Economist Ed Yardeni, chief investment strategist at Oak Associates, thinks the tech sector is ready to regain leadership of the stock market. And he believes robust growth and strong stock prices will produce an M&A boom in the sector, as players scramble for advantage in a converging market for telecom, tech, and the Internet. I'd through media into the mix as well. His website is only available to subscribers. But here's the gist of his argument, which was laid out on Nov. 18:
"The tech-heavy Nasdaq rose yesterday to 2220, the highest since June 2001. What's all the excitement about? The Internet is hot again. Google just rose to $400 per share. Advertising revenues are soaring for Google, Yahoo, MSN, and AOL. Cisco is reportedly acquiring Scientific-Atlanta. This could be the beginning of a wave of M&A activity in the Tech sector as the lines between the Internet, television, and telecommunications disappear. Tech companies are among those with the most cash sitting on their balance sheets. All this activity could also boost spending on the tech hardware and software necessary to integrate these rapidly merging businesses. All this activity may provide the answer to the following oft-heard question these days: What industry will lead economic growth in 2006 if housing continues to slow? The answer might very well be Technology! It may be doing it already. The y/y growth in industrial production of information technology has been significantly outpacing low-tech output since the start of the current economic expansion, and now it is showing signs of rising at even a faster pace ..."

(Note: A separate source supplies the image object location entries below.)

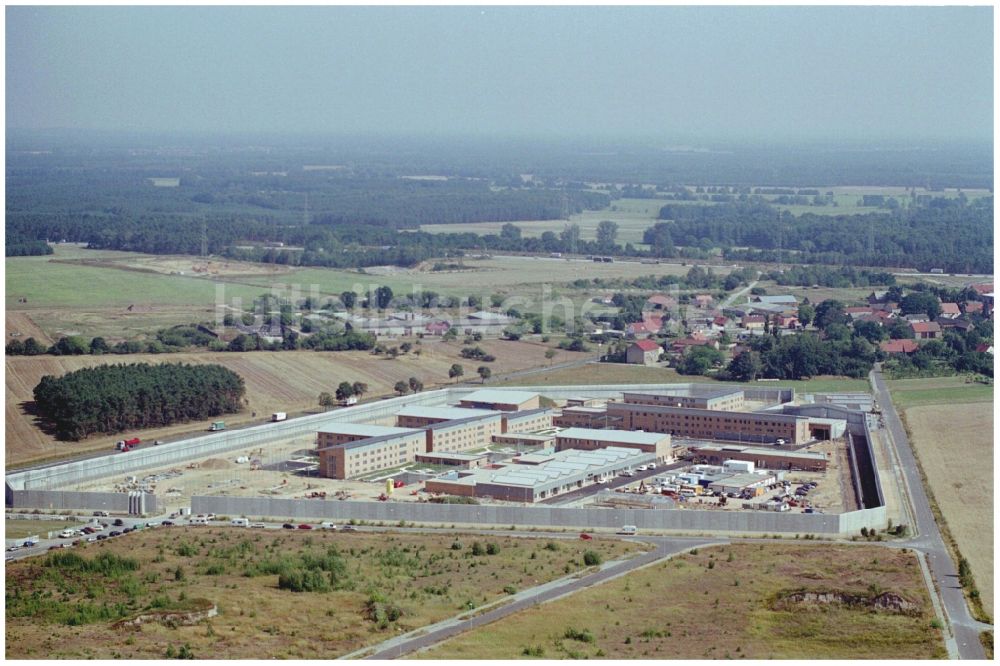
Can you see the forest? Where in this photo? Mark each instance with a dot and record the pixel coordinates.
(119, 397)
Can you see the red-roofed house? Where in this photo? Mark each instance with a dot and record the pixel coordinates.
(703, 300)
(950, 310)
(643, 352)
(899, 346)
(926, 330)
(681, 345)
(973, 307)
(786, 321)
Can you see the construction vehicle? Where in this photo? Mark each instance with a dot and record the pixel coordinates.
(127, 444)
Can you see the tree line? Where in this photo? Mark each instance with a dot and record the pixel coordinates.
(119, 397)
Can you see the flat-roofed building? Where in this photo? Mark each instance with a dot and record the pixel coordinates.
(341, 433)
(723, 400)
(418, 416)
(711, 424)
(463, 460)
(363, 456)
(560, 473)
(762, 458)
(586, 417)
(473, 432)
(524, 439)
(528, 420)
(589, 439)
(501, 399)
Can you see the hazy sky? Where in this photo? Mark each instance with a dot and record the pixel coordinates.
(665, 72)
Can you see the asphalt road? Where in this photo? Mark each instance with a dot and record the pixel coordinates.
(429, 636)
(964, 627)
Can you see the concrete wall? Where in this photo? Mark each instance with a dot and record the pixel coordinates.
(687, 520)
(57, 500)
(67, 475)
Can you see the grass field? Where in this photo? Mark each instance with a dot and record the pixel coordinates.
(383, 584)
(632, 215)
(951, 428)
(723, 603)
(620, 373)
(275, 381)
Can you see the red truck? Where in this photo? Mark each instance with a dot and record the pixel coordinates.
(127, 444)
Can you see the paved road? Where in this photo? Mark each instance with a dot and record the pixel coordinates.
(429, 636)
(964, 627)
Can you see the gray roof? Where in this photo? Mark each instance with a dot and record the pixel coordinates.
(448, 413)
(503, 396)
(629, 436)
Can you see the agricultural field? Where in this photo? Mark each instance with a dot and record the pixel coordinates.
(276, 381)
(129, 295)
(951, 428)
(632, 215)
(728, 602)
(356, 590)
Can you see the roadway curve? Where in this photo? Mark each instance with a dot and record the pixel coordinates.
(964, 627)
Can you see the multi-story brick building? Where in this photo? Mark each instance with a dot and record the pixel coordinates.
(712, 424)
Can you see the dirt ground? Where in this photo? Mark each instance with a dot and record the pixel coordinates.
(955, 446)
(722, 603)
(276, 381)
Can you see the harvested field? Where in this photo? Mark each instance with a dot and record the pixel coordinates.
(729, 602)
(21, 326)
(376, 585)
(954, 443)
(276, 381)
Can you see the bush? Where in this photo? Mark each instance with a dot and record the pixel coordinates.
(583, 636)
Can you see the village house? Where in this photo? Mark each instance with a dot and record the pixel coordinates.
(926, 330)
(643, 352)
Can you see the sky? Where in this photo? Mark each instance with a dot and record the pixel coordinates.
(671, 73)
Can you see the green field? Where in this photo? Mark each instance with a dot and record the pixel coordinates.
(632, 215)
(937, 391)
(48, 284)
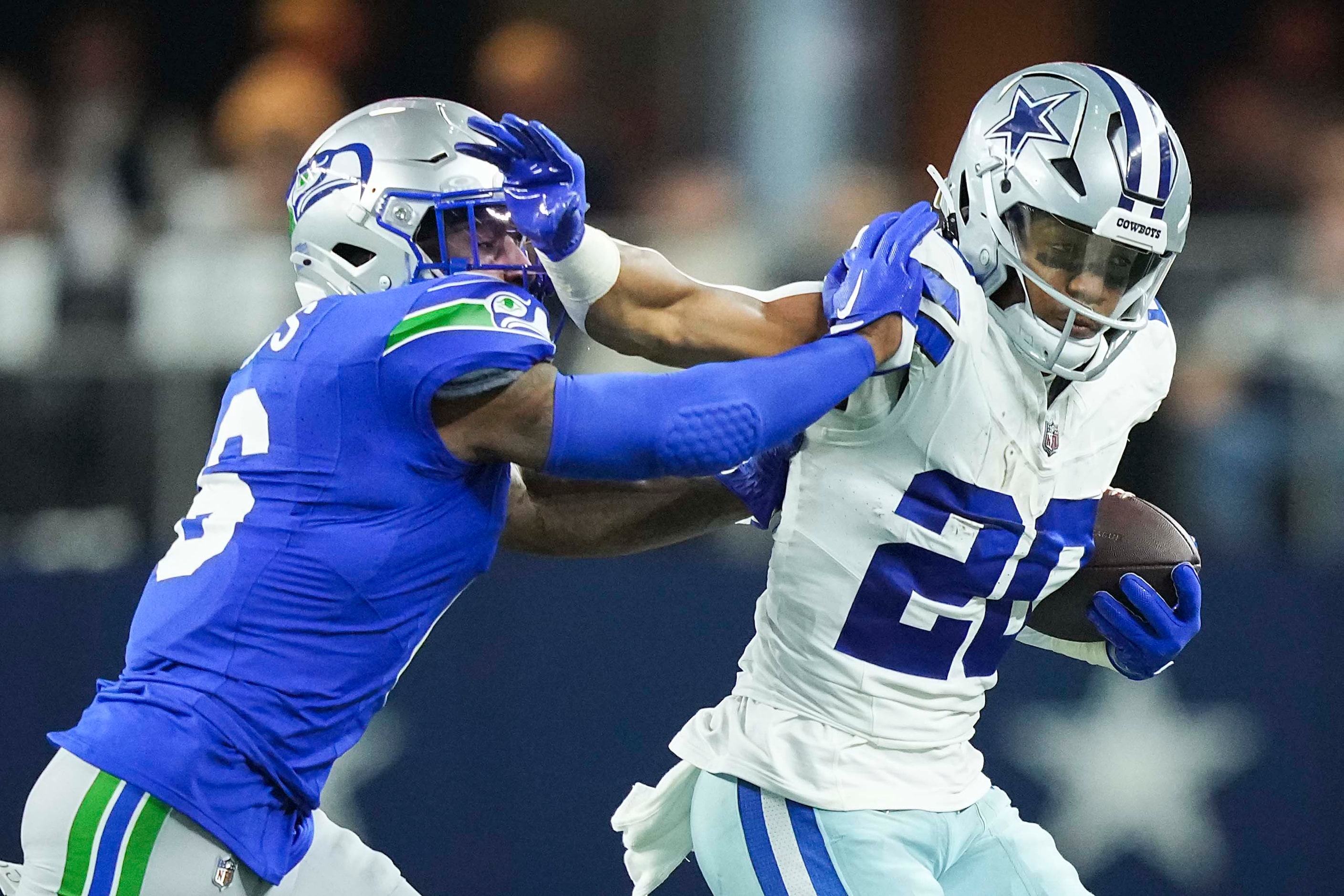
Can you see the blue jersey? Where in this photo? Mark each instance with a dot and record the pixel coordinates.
(330, 532)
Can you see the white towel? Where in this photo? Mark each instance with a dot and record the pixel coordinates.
(655, 825)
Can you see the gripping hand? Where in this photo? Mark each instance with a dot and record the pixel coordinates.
(1140, 648)
(877, 276)
(761, 481)
(543, 180)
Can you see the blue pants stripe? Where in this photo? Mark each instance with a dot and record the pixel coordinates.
(759, 840)
(109, 847)
(813, 848)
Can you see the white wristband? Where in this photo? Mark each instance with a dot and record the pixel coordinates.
(586, 274)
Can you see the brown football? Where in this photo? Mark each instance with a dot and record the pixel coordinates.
(1132, 535)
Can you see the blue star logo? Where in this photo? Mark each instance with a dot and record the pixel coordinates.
(1029, 120)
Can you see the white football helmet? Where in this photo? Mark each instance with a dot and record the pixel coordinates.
(374, 197)
(1078, 163)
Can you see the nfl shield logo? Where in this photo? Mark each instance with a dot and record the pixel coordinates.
(225, 871)
(1052, 440)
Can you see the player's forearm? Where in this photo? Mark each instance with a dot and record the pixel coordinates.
(657, 312)
(581, 519)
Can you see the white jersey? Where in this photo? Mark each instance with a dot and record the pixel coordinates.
(920, 528)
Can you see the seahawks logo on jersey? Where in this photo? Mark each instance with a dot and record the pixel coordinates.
(327, 171)
(511, 312)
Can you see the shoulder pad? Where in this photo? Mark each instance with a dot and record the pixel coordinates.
(471, 302)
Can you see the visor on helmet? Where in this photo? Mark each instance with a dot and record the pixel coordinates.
(1066, 251)
(430, 222)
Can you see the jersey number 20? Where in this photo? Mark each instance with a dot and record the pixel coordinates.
(224, 499)
(948, 602)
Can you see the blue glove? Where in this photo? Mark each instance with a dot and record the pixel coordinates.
(1140, 648)
(543, 180)
(877, 276)
(760, 481)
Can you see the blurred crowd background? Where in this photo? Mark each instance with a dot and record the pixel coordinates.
(146, 148)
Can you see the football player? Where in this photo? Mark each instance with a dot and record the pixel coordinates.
(925, 519)
(356, 481)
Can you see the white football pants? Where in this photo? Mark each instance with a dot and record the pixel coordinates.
(750, 843)
(73, 844)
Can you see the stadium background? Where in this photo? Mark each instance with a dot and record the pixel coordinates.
(144, 152)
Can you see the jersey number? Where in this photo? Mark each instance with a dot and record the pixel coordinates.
(224, 499)
(948, 602)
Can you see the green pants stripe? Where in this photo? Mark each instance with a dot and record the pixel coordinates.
(84, 832)
(83, 845)
(140, 844)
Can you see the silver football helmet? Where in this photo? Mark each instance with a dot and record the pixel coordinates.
(1070, 177)
(377, 194)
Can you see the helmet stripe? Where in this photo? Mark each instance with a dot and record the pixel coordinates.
(1134, 148)
(1164, 144)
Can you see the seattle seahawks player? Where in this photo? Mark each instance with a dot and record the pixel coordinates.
(922, 521)
(356, 481)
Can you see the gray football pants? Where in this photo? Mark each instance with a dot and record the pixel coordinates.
(85, 833)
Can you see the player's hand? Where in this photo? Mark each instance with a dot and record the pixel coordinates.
(543, 180)
(1143, 646)
(760, 481)
(877, 277)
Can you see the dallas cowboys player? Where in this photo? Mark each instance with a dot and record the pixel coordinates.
(922, 521)
(356, 483)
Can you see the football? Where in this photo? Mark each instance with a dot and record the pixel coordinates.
(1131, 535)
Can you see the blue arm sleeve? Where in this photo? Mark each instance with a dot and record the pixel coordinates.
(699, 421)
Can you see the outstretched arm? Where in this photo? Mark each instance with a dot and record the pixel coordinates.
(647, 305)
(637, 426)
(583, 519)
(635, 302)
(655, 311)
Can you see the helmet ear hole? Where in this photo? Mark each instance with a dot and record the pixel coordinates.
(1068, 170)
(355, 256)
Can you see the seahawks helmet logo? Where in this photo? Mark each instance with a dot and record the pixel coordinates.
(510, 311)
(326, 172)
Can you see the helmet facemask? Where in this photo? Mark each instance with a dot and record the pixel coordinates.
(456, 233)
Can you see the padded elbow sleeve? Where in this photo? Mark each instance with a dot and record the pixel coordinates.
(699, 421)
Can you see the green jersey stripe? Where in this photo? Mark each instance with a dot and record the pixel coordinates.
(140, 845)
(84, 833)
(453, 315)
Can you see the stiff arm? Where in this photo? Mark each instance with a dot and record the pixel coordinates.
(657, 312)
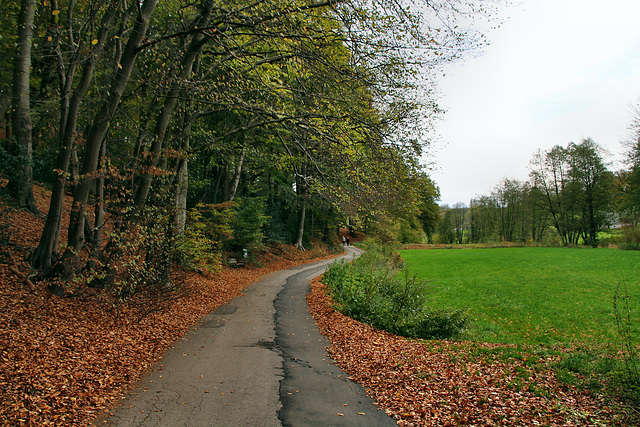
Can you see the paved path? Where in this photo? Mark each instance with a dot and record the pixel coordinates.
(258, 360)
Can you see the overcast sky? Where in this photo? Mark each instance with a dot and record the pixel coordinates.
(556, 71)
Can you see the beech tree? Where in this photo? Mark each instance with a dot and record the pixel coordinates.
(21, 182)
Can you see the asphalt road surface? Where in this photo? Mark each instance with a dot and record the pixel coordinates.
(258, 360)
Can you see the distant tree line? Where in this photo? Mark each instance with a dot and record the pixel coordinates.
(571, 196)
(205, 127)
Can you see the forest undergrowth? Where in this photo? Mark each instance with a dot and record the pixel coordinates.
(66, 360)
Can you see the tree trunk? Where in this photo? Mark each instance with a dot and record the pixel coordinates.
(45, 255)
(303, 192)
(182, 178)
(237, 174)
(21, 183)
(143, 184)
(99, 129)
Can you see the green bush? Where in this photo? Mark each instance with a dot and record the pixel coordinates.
(208, 226)
(371, 291)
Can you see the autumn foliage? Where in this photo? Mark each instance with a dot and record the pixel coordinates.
(442, 383)
(64, 360)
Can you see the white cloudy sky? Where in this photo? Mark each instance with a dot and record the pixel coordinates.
(556, 71)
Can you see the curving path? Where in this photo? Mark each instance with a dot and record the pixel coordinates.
(258, 360)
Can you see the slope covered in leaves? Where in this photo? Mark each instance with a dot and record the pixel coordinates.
(440, 383)
(65, 360)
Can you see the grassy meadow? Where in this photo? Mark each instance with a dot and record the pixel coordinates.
(532, 296)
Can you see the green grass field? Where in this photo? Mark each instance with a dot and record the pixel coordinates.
(532, 295)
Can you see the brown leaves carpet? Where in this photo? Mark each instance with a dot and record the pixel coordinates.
(64, 361)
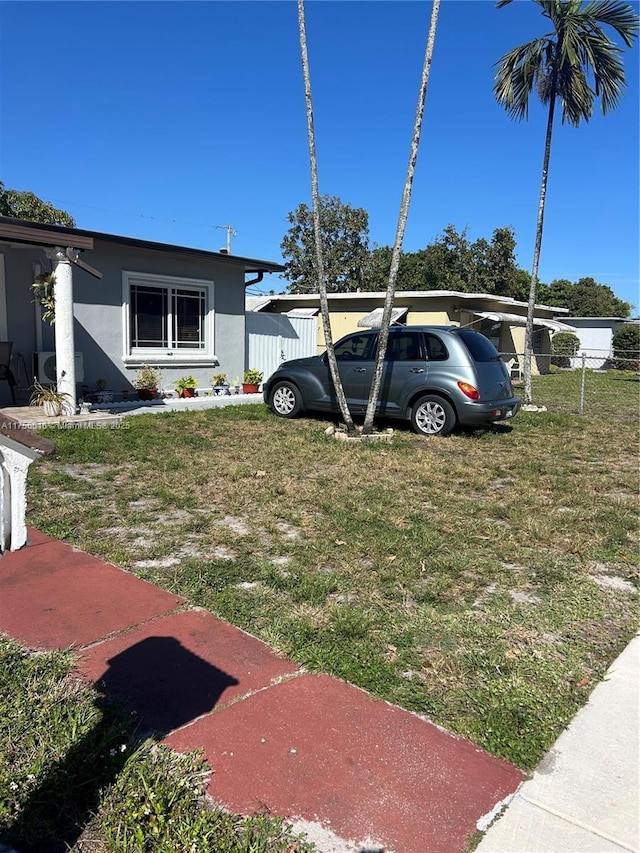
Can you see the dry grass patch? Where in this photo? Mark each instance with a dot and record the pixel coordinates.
(431, 572)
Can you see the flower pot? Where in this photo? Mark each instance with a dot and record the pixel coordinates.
(52, 408)
(147, 393)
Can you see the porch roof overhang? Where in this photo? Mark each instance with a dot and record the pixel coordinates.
(35, 233)
(519, 320)
(373, 319)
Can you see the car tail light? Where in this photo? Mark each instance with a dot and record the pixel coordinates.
(469, 390)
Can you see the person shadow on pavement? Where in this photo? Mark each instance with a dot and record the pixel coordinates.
(148, 690)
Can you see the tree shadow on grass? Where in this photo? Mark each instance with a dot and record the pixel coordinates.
(149, 689)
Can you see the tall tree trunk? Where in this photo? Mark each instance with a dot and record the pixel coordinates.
(533, 290)
(315, 199)
(374, 395)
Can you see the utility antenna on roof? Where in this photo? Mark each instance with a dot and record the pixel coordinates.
(231, 232)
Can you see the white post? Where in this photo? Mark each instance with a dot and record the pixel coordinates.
(65, 344)
(15, 459)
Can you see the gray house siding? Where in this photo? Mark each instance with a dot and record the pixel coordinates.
(100, 327)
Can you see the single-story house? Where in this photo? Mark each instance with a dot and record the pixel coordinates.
(501, 319)
(596, 338)
(120, 303)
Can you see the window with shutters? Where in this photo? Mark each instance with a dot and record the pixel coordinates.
(168, 317)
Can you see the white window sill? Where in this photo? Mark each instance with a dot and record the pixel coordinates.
(176, 360)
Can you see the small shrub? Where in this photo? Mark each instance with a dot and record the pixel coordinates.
(564, 346)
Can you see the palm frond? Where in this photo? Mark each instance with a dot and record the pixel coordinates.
(517, 74)
(615, 14)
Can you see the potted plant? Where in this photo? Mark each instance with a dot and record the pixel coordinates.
(146, 382)
(43, 291)
(49, 398)
(251, 381)
(102, 395)
(219, 383)
(186, 386)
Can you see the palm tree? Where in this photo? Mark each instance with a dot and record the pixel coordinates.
(402, 222)
(560, 66)
(315, 199)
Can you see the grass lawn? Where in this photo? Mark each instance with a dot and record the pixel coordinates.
(485, 580)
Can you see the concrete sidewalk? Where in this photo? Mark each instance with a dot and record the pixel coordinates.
(583, 797)
(357, 773)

Yardeni believes the tech boom will differ from the boom of the late '90s. It will be global this time around, and demand from China and India will help U.S. producers. But the global economy will be more competitive than ever, controlling prices and helping keep a lid on interest rates. He expects that to be good for stocks. And who knows, it might even temper weaknesses in the housing market. He thinks that competition in a tech-driven global economy helped keep the economy going during the rise on energy prices. Now that energy prices seem to be moderating, the risk of higher inflation and higher interest rates is falling, too.
As a new M&A boom takes off, the question is who will benefit. For now, it appears that the consolidators and potential winners are likely to be portals such as Google and Yahoo, which are challenging the dominant players of tech and media, from Microsoft to Time Warner.